Encontro Mulheres de Minas discute políticas públicas para mulheres no Estado
O Projeto Mulheres de Minas, iniciativa estadual voltada para a promoção da autonomia feminina, o fortalecimento de redes de apoio e a defesa de direitos, chega à sua reta final com a realização do “Encontro Mulheres de Minas”. O evento reúne especialistas, lideranças e empreendedoras para discutir temas centrais da agenda feminina contemporânea, como saúde mental, empreendedorismo, enfrentamento à violência de gênero e políticas públicas. O Encontro, aberto ao público, acontece nos dias 9 e 10 de junho, no Espaço 104, no Hipercentro da Capital.
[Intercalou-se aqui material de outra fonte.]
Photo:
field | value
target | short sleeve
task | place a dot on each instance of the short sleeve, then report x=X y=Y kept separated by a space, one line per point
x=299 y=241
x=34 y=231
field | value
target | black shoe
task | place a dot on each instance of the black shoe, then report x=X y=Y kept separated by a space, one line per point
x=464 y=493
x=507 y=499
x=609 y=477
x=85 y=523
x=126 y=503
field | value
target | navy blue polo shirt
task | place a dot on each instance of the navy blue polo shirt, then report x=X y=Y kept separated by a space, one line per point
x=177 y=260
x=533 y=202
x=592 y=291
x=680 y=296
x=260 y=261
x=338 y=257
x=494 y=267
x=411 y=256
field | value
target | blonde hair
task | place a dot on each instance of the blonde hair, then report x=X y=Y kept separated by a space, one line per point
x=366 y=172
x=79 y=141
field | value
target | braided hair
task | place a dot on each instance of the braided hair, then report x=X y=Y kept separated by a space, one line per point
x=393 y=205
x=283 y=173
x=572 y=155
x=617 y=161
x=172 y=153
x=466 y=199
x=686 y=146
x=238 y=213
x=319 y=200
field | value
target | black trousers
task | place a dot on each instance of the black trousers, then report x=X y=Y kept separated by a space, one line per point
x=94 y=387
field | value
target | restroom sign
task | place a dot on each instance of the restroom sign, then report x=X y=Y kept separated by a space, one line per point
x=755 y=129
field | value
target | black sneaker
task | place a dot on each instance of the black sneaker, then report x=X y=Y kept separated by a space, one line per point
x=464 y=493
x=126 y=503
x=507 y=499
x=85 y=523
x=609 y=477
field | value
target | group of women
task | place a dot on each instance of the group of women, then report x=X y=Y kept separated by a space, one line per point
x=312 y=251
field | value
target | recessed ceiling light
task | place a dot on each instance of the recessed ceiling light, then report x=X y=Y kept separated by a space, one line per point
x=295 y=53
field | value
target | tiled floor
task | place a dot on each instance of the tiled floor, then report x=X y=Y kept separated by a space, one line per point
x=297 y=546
Os ingressos devem ser retirados pela plataforma Sympla.
O projeto Mulheres de Minas funciona como um espaço de articulação, debate e inclusão de mulheres em diversas esferas da sociedade e tem como pilares:
- Espaço de Diálogo e Políticas Públicas: O projeto tem papel central na mobilização e estruturação de conferências regionais e estaduais de políticas para as mulheres, sendo um canal direto para que mulheres do Estado levem suas demandas aos poderes públicos.
- Autonomia e Empreendedorismo: Oferece oficinas, palestras e espaços para expositoras e empreendedoras independentes, incentivando a independência financeira e a economia solidária.
- Visibilidade: O projeto busca combater a invisibilidade feminina, destacando o protagonismo de mulheres mineiras em várias áreas de atuação, desde a gestão pública até as artes e o empreendedorismo.
De acordo com a subsecretária de Política dos Direitos das Mulheres da Secretaria de Estado de Desenvolvimento Social (Sedese), Joana Coelho, as palestras e painéis trazem temas como educação empreendedora e inovação; esporte: um direito social fundamental; e o papel estratégico dos equipamentos para mulheres e articulação da rede de enfrentamento, entre outros. O público poderá participar também de oficinas de aperfeiçoamento, atividades de networking e apresentações culturais.
“O projeto chega ao fim com números importantes. Em 2025, foram 146 conferências regionais, uma conferência estadual com 600 participantes de mais de 200 municípios, e fomos para a Conferência Nacional com uma delegação de 178 membros – a segunda maior. O evento em BH é para passar os resultados e discutir as políticas públicas para as mulheres que existem e quais ainda precisamos”, explica Joana Coelho.
Esta iniciativa dialoga diretamente com ações estratégicas que estão sendo implementadas em Minas Gerais, como o fortalecimento dos Organismos de Políticas para as Mulheres (OPMs), a estruturação da rede de enfrentamento e atendimento às mulheres, a implementação do Pacto Nacional de Prevenção aos Feminicídios, a ampliação dos Conselhos Municipais dos Direitos das Mulheres, a campanha A Violência que os Olhos Não Veem, o Protocolo Fale Agora, as ações de dignidade menstrual, a implantação dos Centros de Referência Especializados de Atendimento à Mulher (CREAMs) na Bacia do Paraopeba e o desenvolvimento do Observa Minas Mulheres, ferramenta fundamental para a produção de dados, monitoramento de indicadores e aprimoramento das políticas públicas voltadas às mulheres mineiras.
Para a subsecretária, construir essas políticas para mulheres é um trabalho árduo e diário. Durante o projeto, as estruturas municipais voltadas para as mulheres em Minas cresceram quatro vezes. Serão inaugurados 25 centros de atendimento na Bacia do Paraopeba.
“É um trabalho de rede muito grande e muitas vezes invisível. Para isso envolvemos os municípios, as polícias civil e militar, o ministério público e outras estruturas. Cada uma atua dentro das suas missões e alcance. Nos casos de violência, por exemplo, quem chega primeiro é a polícia, e ela tem que estar preparada para lidar com a mulher, que é a vítima e também com o agressor. A violência contra a mulher precisa de um atendimento próprio, um atendimento que não é igual ao de outros casos”, pontua.
Além da edição realizada em Belo Horizonte, a iniciativa também terá uma edição em Araçuaí, no Vale do Jequitinhonha, no dia 15 de junho, como forma de ampliar o alcance das discussões e dos resultados do projeto.
“É preciso falar a respeito, a gente tem que fortalecer as mulheres. Falar sobre as leis, não apenas sobre a Maria da Penha. Precisamos conversar com os gestores, com a população. A pauta da mulher não tem partido. Todo mundo tem que estar ciente do conceito de equidade. Não há tempo errado para tomar consciência e agir, todo momento é hora”, conclama a subsecretária de Política dos Direitos das Mulheres da Sedese.